|
|
-
dereference bag of tuples of fields
Rodriguez, John 2010-07-30, 22:10
I have built a bag tuples where the tuples contain fields.
I am reading SequenceFiles and have reading MyLoader to do this. I created a subset of all the fields, "isValid" to make the example simpler.
I am not sure how to apply a dereference operator to this?
A = LOAD '/data/NetFlowDigests/rk/DigestMessage/part-r-00000' using MyLoader() AS (data: bag{t: tuple(isValid:int)});
DESCRIBE A;
A: {data: {t: (isValid: int)}}
So all the ways that I have tried to dereference have syntax errors.
B = GROUP A BY (data.t);
2010-07-30 21:51:29,881 [main] ERROR org.apache.pig.tools.grunt.Grunt - ERROR 1028: Access to the tuple (t) of the bag is disallowed. Only access to the elements of the tuple in the bag is allowed.
B = GROUP A BY (data.t.isValid);
2010-07-30 21:54:11,157 [main] ERROR org.apache.pig.tools.grunt.Grunt - ERROR 1028: Access to the tuple (t) of the bag is disallowed.

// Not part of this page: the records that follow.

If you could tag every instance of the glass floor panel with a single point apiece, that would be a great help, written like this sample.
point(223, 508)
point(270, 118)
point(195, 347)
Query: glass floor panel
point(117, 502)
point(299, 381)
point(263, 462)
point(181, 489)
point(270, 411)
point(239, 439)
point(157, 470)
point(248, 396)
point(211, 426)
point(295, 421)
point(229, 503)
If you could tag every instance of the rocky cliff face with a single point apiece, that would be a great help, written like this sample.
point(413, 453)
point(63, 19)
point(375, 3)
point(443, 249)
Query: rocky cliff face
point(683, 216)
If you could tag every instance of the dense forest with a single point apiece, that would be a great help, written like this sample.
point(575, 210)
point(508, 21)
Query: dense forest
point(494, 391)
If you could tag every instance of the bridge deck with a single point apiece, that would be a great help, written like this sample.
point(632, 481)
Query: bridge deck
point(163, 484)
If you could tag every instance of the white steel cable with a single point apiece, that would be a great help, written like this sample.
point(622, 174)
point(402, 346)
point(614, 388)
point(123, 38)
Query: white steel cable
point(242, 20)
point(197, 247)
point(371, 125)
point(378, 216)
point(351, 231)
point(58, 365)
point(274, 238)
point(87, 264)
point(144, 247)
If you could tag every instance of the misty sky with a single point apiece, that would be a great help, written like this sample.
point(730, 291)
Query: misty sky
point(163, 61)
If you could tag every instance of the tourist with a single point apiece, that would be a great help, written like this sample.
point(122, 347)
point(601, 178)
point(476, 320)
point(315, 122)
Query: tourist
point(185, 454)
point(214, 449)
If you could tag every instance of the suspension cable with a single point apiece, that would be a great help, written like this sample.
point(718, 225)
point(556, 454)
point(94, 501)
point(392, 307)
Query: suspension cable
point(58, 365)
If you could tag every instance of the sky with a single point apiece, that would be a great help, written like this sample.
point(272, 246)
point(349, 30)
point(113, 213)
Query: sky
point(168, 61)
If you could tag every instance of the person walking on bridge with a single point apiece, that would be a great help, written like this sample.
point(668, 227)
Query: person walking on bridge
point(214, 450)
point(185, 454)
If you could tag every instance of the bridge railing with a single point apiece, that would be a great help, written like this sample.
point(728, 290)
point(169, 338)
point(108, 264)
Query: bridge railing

Only access to the elements of the tuple in the bag is allowed.
B = GROUP A BY (t.isValid);
2010-07-30 21:55:31,475 [main] ERROR org.apache.pig.tools.grunt.Grunt - ERROR 1000: Error during parsing. Invalid alias: t in {data: {t: (isValid: int)}}
What is the proper way to do this?
John Rodriguez
-
Re: dereference bag of tuples of fields
Thejas M Nair 2010-07-30, 22:38
Can you given an example of your data, and what output you want from the pig query ?
That will help me understand what you want the query to do . From the schema and query, that is not very clear to me.
-Thejas
On 7/30/10 3:10 PM, "Rodriguez, John" <[EMAIL PROTECTED]> wrote:
I have built a bag tuples where the tuples contain fields.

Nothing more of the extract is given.